Construction workers, trainers and traveling nurses are among the core demographics that utilize the product, the executives said.

WoodSpring Suites is attracting some nightly business—approximately 10% of its total occupancy is transient daily business—but its bread and butter remains monthly stays (30%) and 14-day stays (30%), Burgett said.

The brand has added some color elements to the prototype and remodeled its lobby in its continued effort to move away from the Value Place offering.

The WoodSpring Suites Tampa (Northeast) is one of 14 franchised properties the brand opened in 2017. (Photo: WoodSpring Hotels)

Hoekwater said the design of the buildings is the biggest indicator of what the brand offers.

“It speaks to the positioning of ‘keep it simple with the option to add more,’” she said.

All of this points to the company forging ahead to make a bigger footprint in the extended-stay arena with its 122-room prototype, the executives said.

“It is a niche product … you’re not going to put it everywhere,” Burgett said. “Once you get to 300, I think it’s critical mass.”

Hoekwater said the brand is represented in key extended-stay markets such as Dallas and Houston.

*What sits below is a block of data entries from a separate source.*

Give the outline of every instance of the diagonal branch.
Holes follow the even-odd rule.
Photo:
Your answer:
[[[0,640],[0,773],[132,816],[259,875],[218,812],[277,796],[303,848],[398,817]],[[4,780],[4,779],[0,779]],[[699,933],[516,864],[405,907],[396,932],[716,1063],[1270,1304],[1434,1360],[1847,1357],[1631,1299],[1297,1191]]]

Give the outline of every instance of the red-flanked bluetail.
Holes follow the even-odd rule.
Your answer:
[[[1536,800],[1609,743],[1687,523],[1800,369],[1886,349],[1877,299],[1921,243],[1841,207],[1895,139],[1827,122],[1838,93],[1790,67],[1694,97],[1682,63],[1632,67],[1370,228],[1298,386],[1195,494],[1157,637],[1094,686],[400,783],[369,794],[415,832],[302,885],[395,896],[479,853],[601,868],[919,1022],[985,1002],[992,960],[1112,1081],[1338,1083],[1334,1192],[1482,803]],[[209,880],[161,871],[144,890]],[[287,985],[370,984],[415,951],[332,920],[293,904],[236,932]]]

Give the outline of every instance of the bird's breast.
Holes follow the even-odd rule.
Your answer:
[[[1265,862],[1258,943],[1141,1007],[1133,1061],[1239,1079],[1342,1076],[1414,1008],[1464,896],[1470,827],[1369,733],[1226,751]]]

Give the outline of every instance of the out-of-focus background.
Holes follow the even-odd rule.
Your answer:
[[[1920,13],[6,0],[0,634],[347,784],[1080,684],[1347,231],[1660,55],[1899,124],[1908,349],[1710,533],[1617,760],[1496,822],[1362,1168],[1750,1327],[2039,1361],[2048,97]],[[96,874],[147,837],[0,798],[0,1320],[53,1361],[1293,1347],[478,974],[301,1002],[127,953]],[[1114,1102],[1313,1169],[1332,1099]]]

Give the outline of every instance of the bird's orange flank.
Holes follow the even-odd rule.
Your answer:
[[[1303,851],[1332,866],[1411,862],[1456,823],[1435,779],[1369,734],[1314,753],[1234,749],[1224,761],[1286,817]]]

Atlanta is a growth opportunity.

“Our biggest focus is getting the word out,” she said. “We rebranded and repositioned. Brand awareness is really key for us.”

The company earlier this year launched a new website (www.woodspring.com) and a model app with a link to book direct, Hoekwater added.

Woodspring has deals to open franchised hotels this year in cities that include northeast Tampa and Daytona, Florida.

Hoekwater said WoodSpring’s marketing message has remained constant: It’s for people looking for a clean, affordable and secure environment—a place they can hang their hats and make it feel like home. WoodSpring also recently refined its marketing efforts to focus on suites, kitchens and excellent Wi-Fi connectivity.